Da questa riflessione di Pasolini sulla cruda verità dell’emarginazione e della solitudine metropolitane, tratta dal libro “Il Vangelo secondo Matteo”, prende le mosse un’operazione teatrale ideata e condotta dall’autrice Maricla Boggio.
“Schegge” non è semplicemente uno spettacolo, ma il frutto di una lunga e attenta ricerca sociale e antropologica, iniziata circa tre anni fa.
(...) Con questo primo allestimento, lo Stabile romano intende avviare un programma diretto a valorizzare gli attori e i registi provenienti dalla “Silvio d’Amico” e anche a potenziare la drammaturgia italiana contemporanea.
Maricla Boggio, torinese di nascita ma romana di adozione, non è nuova al genere degli esperimenti teatrali sui temi più delicati dell’attualità sociale. Non solo autrice drammatica, ma anche saggista e regista, la boggio ha cominciato vent’anni fa con il testo “Santa Maria dei Battuti”, un rapporto sull’istituzione psichiatrica. Poi è stata la volta di “Ragazza madre” (1974), “Marisa della Magliana” (1976), “farsi uomo oltre la droga” (1981), “Mamma eroina” (1983) e così via fino al recentissimo “Storia di niente”, un dramma sulla violenza suburbana, rappresentato l’estate scorsa alla Rassegna Città spettacolo di Benevento.

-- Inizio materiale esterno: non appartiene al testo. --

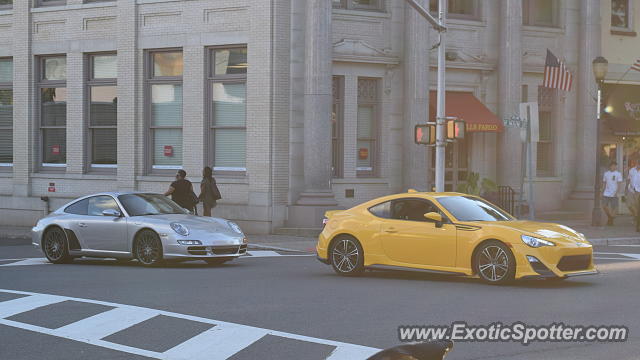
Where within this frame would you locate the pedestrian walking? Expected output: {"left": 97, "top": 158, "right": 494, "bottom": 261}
{"left": 199, "top": 166, "right": 222, "bottom": 217}
{"left": 164, "top": 169, "right": 197, "bottom": 212}
{"left": 627, "top": 161, "right": 640, "bottom": 231}
{"left": 602, "top": 161, "right": 623, "bottom": 226}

“ ‘Schegge’ è il capitolo più recenti di questo mio itinerario condotto all’interno della periferia romana, in particolare nel quartiere della Magliana, dove ho trascorso sei mesi a osservare la realtà’, racconta la Boggio. ‘Non è stato facile inserirmi in un ambiente dove a volte nemmeno la polizia entra e dove domina la paura. La gente diffidava di me, ma poi ha cominciato a conquistarmi la fiducia di molti. Sono entrata in rapporto con le madri – prosegue l’autrice – che mi hanno esposto i loro problemi di sopravvivenza, le preoccupazioni, la rassegnazione. Sono entrata in rapporto con i ragazzi, con la loro esaltazione, la loro rabbia. Al Centro di cultura proletaria, l’unico sgangherato circolo culturale-ricreativo di cui dispone la Magliana, ho stabilito un contatto anche con i bambini, con le loro paure”. Così è nato “Schegge”, con storie di scippatori, di prostitute, di ragazzini che muoiono di droga, di spacciatori, di uomini che si uccidono per far ottenere alla propria moglie un posto da bidella. Le schegge sono anche quelle delle candele di ceramica bianca, delle automobili, che vengono usate come fossero punte di diamante per commettere furti o atti di vandalismo. Servono per tagliare i vetri.
Sullo sfondo di questa realtà drammatica, emerge però una tenera storia d’amore, quella fra Teresa e Valerio. Lei è una ragazza del quartiere, lui un obbiettore di coscienza, ma il loro non è un amore a lieto fine. “Come sosteneva Pasolini, i finali rosa servono solo a tranquillizzare le nostre cattive coscienze” si giustifica la Boggio “tuttavia, il mio testo, che si ispira proprio alla riflessione profonda di Pasolini sulla degradazione umana, non vuole certo esaltare la retorica del sacrificio, intende solo essere il più possibile aderente alla realtà”.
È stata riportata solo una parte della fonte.